At the highest elevation lake in the United States, we decided to experiment with the GoPro 7 and the buoyant GoPro mount. Dave began a recording and tossed the camera into the lake. Ripples caused by the wind eventually returned GoPro to owner (thank god) and the underwater footage in the shallow portions was clear; we were not so lucky where the depth was greater due to moving water. I propose in the future we get a string to pull the GoPro back (this one happens to be ‘my’ camera). We had the lake to ourselves, but there were four climbers atop Pacific Peak and we could hear their voices echoing down.
Descending down from Pacific Tarn
The dreaded descent through the gully could not be avoided, and after a half hour at Pacific Tarn we were ready to face this battle. The loose rock and talus had not eased in difficulty; both a mental and physical challenge.

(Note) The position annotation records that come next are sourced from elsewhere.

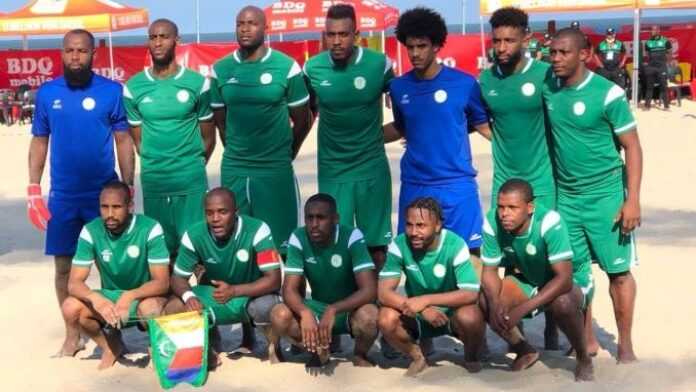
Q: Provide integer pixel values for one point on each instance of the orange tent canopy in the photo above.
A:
(59, 16)
(309, 15)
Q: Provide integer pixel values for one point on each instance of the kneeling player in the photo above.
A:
(133, 262)
(334, 259)
(535, 241)
(442, 288)
(242, 267)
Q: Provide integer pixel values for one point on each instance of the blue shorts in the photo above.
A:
(460, 206)
(67, 218)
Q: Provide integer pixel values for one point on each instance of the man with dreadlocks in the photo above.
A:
(442, 288)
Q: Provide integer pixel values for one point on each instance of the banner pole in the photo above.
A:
(636, 58)
(111, 55)
(483, 42)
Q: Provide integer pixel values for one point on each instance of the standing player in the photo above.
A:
(598, 195)
(132, 259)
(533, 46)
(434, 108)
(611, 58)
(256, 92)
(85, 107)
(242, 268)
(512, 91)
(442, 288)
(347, 83)
(334, 260)
(534, 240)
(659, 52)
(168, 109)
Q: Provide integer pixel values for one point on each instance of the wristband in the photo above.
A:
(187, 295)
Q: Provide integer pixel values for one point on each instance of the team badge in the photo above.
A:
(89, 104)
(579, 108)
(243, 255)
(528, 89)
(266, 78)
(133, 251)
(440, 96)
(182, 96)
(359, 82)
(531, 249)
(439, 270)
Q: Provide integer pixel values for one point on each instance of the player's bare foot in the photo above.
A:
(625, 356)
(362, 361)
(584, 371)
(275, 354)
(473, 366)
(69, 349)
(416, 367)
(524, 361)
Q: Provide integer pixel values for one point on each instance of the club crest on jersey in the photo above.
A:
(182, 96)
(359, 82)
(243, 255)
(439, 270)
(89, 104)
(531, 249)
(579, 108)
(266, 78)
(440, 96)
(133, 251)
(528, 89)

At one point, a rock the size of a watermelon, dislodged by a heavy wind, came barreling down and missed Dave by a few feet. A rock of that magnitude could have left considerable injury. We vowed henceforth to always pack our helmets when off-trail hiking was in the forecast.
We were overjoyed to reach the bottom of the gully, much preferring the boulder hopping to the arduous descent behind us. The wind had relented some, and soon we were back at Middle Lake. Here we began to see an increasing number of hikers taking advantage of a colorful Colorado fall day. Between Middle and Lower Lake we passed several groups, and even more below Lower Lake.
The parking at McCullough Gulch trailhead is limited, and visitors resort to parallel parking along the dirt road on both sides. When we arrived back on route 851, cars were crammed on either side and we felt lucky to have an actual parking spot. Due to the popularity of this hike, the earlier the better. The 9.6 miles round trip to Pacific Tarn was a strenuous ordeal, but the opportunity to stand at the highest named lake in the United States more than compensates.